Pois é, com isso a Tay virou uma nazista. Reportagens sobre o ocorrido e o que ela disse pode ser encontradas no mesmo ciberespaço, como as da revista Galileu ou do site Canaltech. Bem, um toque irônico, mas altamente esclarecedor, veio da defesa da Microsoft, em reportagem do site Tecmundo. De acordo com os 'pais' da Tay, o que aconteceu foi uma manipulação ordenada de informações que deturparam a experiência. Ou seja, a boa e velha desculpa dos pais relapsos para a "má influência" de "amigos mal-intencionados" que levou a "pobre adolescente para o mal caminho...". Não é a toa que agora a Microsoft colocou a Tay de castigo, mas disse que ela volta em breve, só que, desta vez, sob o olhar mais próximo, cuidadoso e carinhoso dos pais...

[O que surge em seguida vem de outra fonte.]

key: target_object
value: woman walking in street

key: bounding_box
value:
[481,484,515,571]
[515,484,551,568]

Se Tay foi ou não manipulada, essa é uma questão menor por aqui. O importante é que nos ajuda a lembrar que o que pode ter acontecido com a Tay não foi exatamente uma surpresa para os pesquisadores da cibercultura. Roberto Igarza, já em 2009, e Eli Pariser, em 2011, são os mais eminentes de uma turma de estudiosos que vai falar das bolhas onde se estão se enfurnando esses adolescentes de todas as idades. As bolhas de ócio, do Igarza, e o Filtro Bolha, de Pariser, em grande resumo, são a criação de micro universos, as tais bolhas, com ajuda dos mecanismos de filtragem da internet a partir de nossos interesses declarados na rede, onde eu me enfio junto com um grupo de pessoas, com as mesmas opiniões e preconceitos. Eu e esse grupo nos fortalecemos e passamo-nos a impressão, inconsciente ou conscientemente, de que somos uma parcela preeminente do senso comum e, como diz meu filho, "nos achamos"!

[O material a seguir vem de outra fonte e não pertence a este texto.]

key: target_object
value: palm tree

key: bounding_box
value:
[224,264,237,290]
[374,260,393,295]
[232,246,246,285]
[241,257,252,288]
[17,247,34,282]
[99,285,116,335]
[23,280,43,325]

Por um tipo específico e maluco de magnetismo, os algoritmos de filtragem atraem para essas bolhas aquilo que ela entende ser de interesse daqueles usuários, bloqueando outras visões, não apenas contraditórias, mas mesmo facetas intermediárias. Com isso, outras pessoas que antes se escondiam ou tinham vergonha, são igualmente atraídas e amplia-se a bola de neve. O problema é que, do outro lado daquela mesma visão, outro conjunto de conteúdos e pessoas faz o mesmo movimento. Vários pesquisadores apontam que é desse fenômeno que advêm os acirramentos de ânimos e as brigas constantes, sem decoro e civilização, que acomete as redes sociais com frequência. Se todos os grupos se acham majoritariamente com razão, para quê a busca de uma mediação?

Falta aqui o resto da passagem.